Let's compare the performance of the different experiments. For each of the three experiments, we add the average score and the score standard deviation to a Pandas dataframe.

In [28]:
performances = pd.DataFrame(columns=['Experiment', 'MAE mean', 'MAE std'])
gs_results = [('Ridge num', ridge_gs), ('Gradient boosting', gb_gs), ('Ridge cat', ridge_cat_gs)]
for r in gs_results:
    std_score = r[1].cv_results_['std_test_score'][r[1].cv_results_['mean_test_score'] == r[1].best_score_][0]
    mean_score = -r[1].best_score_
    performances = performances.append({'Experiment':r[0], 'MAE mean':mean_score, 'MAE std':std_score}, 
                                       ignore_index=True)

In [29]:
performances.sort_values(by='MAE mean')

Unnamed: 0,Experiment,MAE mean,MAE std
1,Gradient boosting,1468.580398,293.804816
2,Ridge cat,1637.133569,197.356747
0,Ridge num,2248.668911,329.195607


We can see that gradient boosting using only numerical features achieves the best mean MAE. However, the ridge regressor on both numerical and categorical features achieves a somewhat similar mean MAE, and better MAE standard deviation.

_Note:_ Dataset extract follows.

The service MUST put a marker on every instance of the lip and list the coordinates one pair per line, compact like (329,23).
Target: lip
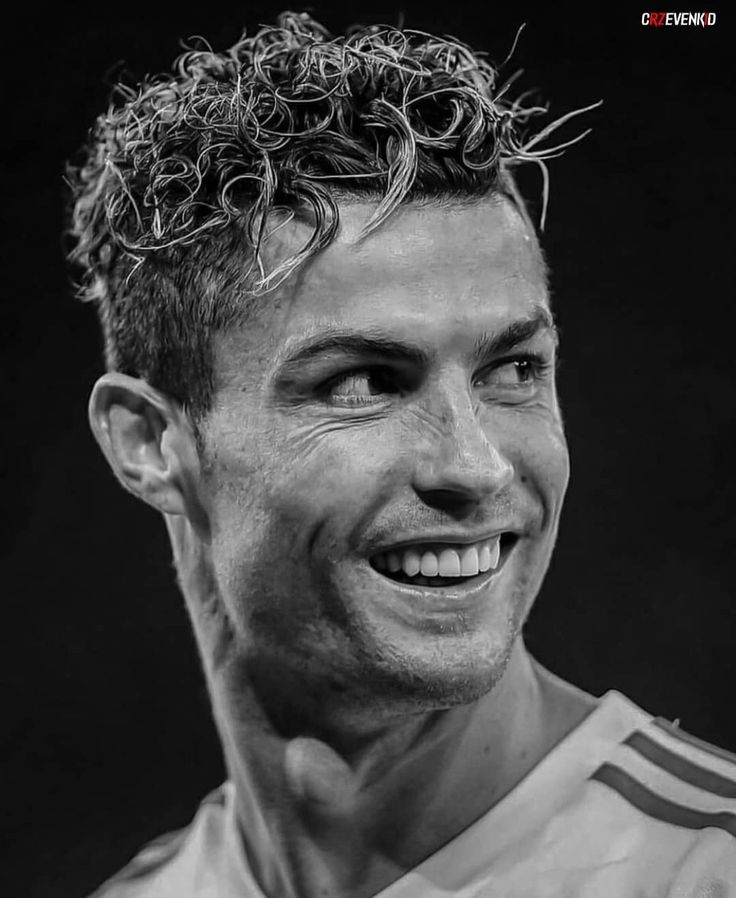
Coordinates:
(443,538)
(451,597)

Ridge regressor trained just on the numerical features is the worse, both in terms of MAE mean and MAE std. 

Which of _gradient boosting_ and _ridge cat_ should we choose?. We choose the ridge regressor, given its simplicity, reasonable MAE mean and lower variance, but it is not easy to get a definite answer here. 

Let's get an estimate of the generalization error for _ridge cat_, by computing MAE mean on the test set.

In [30]:
print('Ridge regressor mean MAE on the test set: {}'.format(
    -ridge_cat_gs.score(te.drop(['price'], axis=1), te.price)))

Ridge regressor mean MAE on the test set: 2359.02668398


# Possible improvements

Below is a list of things that would be interesting to try.

1) Traim gradient boosting with both numerical and categorical features

2) Perform bootstrapping or nested cross-validation to get confident intervals for the estimated generalization error.

3) Analyze feature importance for the different models. Are there any key features? Do they provide useful insights into the use case?

4) Extend these features with an external dataset and check for improvements.